Think Beyond Current Problem

Garg explains that the electronic medical record he uses will prompt providers to consider sepsis automatically when a patient’s vital signs fit the criteria for systemic inflammatory response syndrome. He acknowledges that false positives can frustrate providers but says that the prompt is helpful in the long run. “When we are seeing patients we are always thinking about the worst possibility first — and sepsis carries the highest mortality.”

These types of early warning tools also serve an important role in educating emergency staff about the signs and symptoms of sepsis. “If you have an educated group from the front door of the ED to the provider, you are in the best possible shape to help patients,” Garg observes.

In fact, Garg notes that flu season is when providers really need to be thinking about sepsis. “Patients are staying home longer because it is colder outside and they don’t want to come to the hospital,” he says. “In my experience, this is the time when we see the highest morbidity and mortality from sepsis.”

Garg notes that it is difficult for emergency providers to make a big difference on prevention, but they have opportunities. “In our department, we screen patients when they come in on whether they have received a flu or pneumonia shot.
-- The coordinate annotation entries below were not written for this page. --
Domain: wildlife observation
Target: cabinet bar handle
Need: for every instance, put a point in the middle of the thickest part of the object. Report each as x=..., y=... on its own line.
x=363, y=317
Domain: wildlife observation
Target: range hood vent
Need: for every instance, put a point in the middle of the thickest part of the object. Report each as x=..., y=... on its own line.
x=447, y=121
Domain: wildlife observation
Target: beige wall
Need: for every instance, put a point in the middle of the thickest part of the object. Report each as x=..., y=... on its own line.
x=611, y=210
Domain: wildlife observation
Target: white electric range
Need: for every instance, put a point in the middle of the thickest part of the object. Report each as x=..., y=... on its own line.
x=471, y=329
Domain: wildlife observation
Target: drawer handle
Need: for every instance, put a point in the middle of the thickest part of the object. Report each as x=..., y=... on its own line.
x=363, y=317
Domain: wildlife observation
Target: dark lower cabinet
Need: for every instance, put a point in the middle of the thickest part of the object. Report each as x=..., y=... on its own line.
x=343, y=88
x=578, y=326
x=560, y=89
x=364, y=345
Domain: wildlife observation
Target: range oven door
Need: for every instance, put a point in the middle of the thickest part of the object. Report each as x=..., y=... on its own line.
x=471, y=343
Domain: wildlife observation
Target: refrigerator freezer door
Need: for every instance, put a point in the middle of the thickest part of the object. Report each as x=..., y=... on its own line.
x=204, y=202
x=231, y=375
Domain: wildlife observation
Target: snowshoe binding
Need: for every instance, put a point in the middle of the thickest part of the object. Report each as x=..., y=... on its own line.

If they haven’t, then they are automatically offered the shots,” he says. “And this is not just for people with respiratory illness.”

Garg stresses that providers should not underestimate the effect flu shots can have on preventing illness and downstream complications such as sepsis. “Right now, the flu strain that is going through our ED is actually covered by this year’s flu shot ... and it is unbelievable what a difference we see in terms of volume,” he says. “The one year I remember when the flu shot didn’t work, it was just non-stop flu. And all these patients with comorbid illnesses were just having horrendous outcomes. So a little bit of prevention goes a long way.”

Further, Garg notes that he reminds residents that they are on the front lines and have an opportunity to teach patients. For example, he often sees patients from nursing homes who are in and out of the hospital frequently. “We really try to talk to them about ways they can prevent the need to come back,” he says. “I always try to put myself in the patient’s or the family’s shoes and say, ‘OK, the current problem is what I am here for, but let’s make sure there is not a future problem.’”

REFERENCES

  1. Novosad SA, Sapiano MR, Grigg C, et al. Vital signs: Epidemiology of sepsis: Prevalence of health care factors and opportunities for prevention. MMWR Morb Mortal Wkly Rep 2016;65:864-869.
  2. Garg M, Otter J, Healy M. Commentary. Ann Emerg Med 2017;69:135-136.